The 32-year-old singer said: "From Eurovision to being invited to play the Queen's Platinum Jubilee Concert, the past few months have been a whirlwind and taught me that you can never dream too big! Since I was a kid I've always been a huge fan of Formula 1, and to combine that with music and performing at such a legendary event on the British sporting calendar is an honour."
After performing the national anthem, Sam will also play the Main Stage in the Formula 1 Fanzone as part of the post-race concert, along with headline act Mabel supported by Alfie Templeman.
Meanwhile, 'The Eurovision Song Contest' will "potentially" be staged in the UK in 2023 after organisers ruled against holding it in Ukraine.
Although traditionally the winning nation is host to the competition the following year, the European Broadcasting Union (EBU) just announced "with deep regret" that they made the decision to look for an alternative for 2023 because of the ongoing invasion of the country from Russia.

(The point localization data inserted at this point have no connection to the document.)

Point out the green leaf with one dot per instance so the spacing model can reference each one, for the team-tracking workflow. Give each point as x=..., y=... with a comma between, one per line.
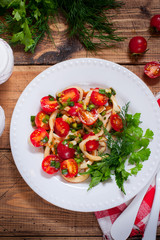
x=136, y=169
x=141, y=155
x=149, y=134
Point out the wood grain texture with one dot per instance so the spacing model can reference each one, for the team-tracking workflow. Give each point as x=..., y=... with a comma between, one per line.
x=23, y=214
x=131, y=20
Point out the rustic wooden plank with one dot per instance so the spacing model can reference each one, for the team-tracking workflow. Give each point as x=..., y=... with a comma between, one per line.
x=24, y=213
x=21, y=77
x=131, y=20
x=51, y=238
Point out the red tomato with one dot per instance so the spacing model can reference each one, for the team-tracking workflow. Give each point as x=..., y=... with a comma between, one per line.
x=64, y=151
x=92, y=145
x=73, y=111
x=71, y=93
x=116, y=122
x=42, y=120
x=138, y=45
x=98, y=98
x=69, y=168
x=39, y=137
x=152, y=69
x=87, y=135
x=61, y=127
x=87, y=117
x=155, y=22
x=49, y=104
x=51, y=164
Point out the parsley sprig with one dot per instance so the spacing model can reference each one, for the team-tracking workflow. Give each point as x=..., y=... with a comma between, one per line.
x=129, y=145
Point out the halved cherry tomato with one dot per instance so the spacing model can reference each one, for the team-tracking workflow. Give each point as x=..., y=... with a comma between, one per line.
x=42, y=120
x=73, y=111
x=39, y=137
x=116, y=122
x=61, y=127
x=88, y=135
x=51, y=164
x=155, y=22
x=69, y=168
x=152, y=69
x=49, y=104
x=71, y=94
x=98, y=98
x=87, y=117
x=64, y=151
x=91, y=145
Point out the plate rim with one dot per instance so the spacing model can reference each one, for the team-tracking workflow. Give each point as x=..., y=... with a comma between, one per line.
x=47, y=71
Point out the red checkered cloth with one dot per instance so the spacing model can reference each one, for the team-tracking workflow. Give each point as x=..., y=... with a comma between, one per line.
x=107, y=217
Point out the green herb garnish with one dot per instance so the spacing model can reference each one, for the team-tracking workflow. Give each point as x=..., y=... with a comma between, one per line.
x=131, y=144
x=45, y=119
x=45, y=139
x=64, y=171
x=27, y=22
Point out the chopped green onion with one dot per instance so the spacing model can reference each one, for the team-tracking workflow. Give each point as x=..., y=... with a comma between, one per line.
x=103, y=113
x=70, y=145
x=91, y=106
x=113, y=92
x=65, y=142
x=33, y=121
x=102, y=91
x=73, y=130
x=71, y=104
x=74, y=125
x=45, y=119
x=45, y=139
x=55, y=164
x=51, y=98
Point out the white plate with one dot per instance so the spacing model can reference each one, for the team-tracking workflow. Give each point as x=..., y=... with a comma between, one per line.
x=86, y=73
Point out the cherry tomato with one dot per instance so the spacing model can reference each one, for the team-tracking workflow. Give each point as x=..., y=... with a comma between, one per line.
x=64, y=151
x=69, y=168
x=155, y=22
x=42, y=120
x=71, y=94
x=49, y=104
x=51, y=164
x=138, y=45
x=61, y=127
x=152, y=69
x=87, y=117
x=87, y=135
x=98, y=98
x=91, y=145
x=73, y=111
x=116, y=122
x=39, y=137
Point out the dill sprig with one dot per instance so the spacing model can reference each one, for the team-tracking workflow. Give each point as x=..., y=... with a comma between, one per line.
x=88, y=21
x=27, y=22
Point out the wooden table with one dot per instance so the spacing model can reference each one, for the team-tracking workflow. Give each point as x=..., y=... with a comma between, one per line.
x=23, y=214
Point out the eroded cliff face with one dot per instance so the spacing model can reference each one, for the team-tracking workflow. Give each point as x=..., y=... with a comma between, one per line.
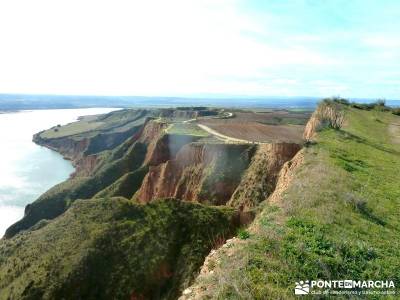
x=260, y=178
x=240, y=176
x=83, y=151
x=199, y=172
x=329, y=114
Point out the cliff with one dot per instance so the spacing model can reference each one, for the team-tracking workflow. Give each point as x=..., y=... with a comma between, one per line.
x=105, y=233
x=199, y=172
x=260, y=179
x=112, y=249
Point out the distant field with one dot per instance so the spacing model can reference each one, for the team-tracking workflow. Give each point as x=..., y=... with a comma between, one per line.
x=84, y=125
x=274, y=117
x=261, y=126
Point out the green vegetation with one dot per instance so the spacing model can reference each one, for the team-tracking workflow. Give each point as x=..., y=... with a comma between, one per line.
x=243, y=234
x=112, y=249
x=187, y=129
x=339, y=218
x=124, y=159
x=90, y=126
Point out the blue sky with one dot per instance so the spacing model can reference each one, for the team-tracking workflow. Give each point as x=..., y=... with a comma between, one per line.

The EBU said in a statement: "Following their win at the Eurovision Song Contest (ESC) in May the EBU has been exploring options for the hosting of next year’s competition with Ukraine’s public broadcaster UA:PBC, who previously staged the event in 2017 and 2005.
"It has become a well-known tradition that the winner of the Eurovision Song Contest hosts the competition the following year, providing certain criteria including ensuring the viability of staging the event and the safety of all stakeholders, including the public, are met.
"Given the ongoing war since the Russian invasion of this year’s winning country, the EBU has taken the time to conduct a full assessment and feasibility study with both UA:PBC and third-party specialists including on safety and security issues.
"The Eurovision Song Contest is one of the most complex TV productions in the world with thousands working on, and attending, the event and 12 months of preparation time needed.
"Following objective analysis, the Reference Group, the ESC’s governing board, has with deep regret concluded that, given the current circumstances, the security and operational guarantees required for a broadcaster to host, organize and produce the Eurovision Song Contest under the ESC Rules cannot be fulfilled by UA:PBC."
Because Sam came second to Kalush Orchestra at last month's contest, organisers are now planning to liaise with the BBC about the possibility of staging the competition in the UK instead.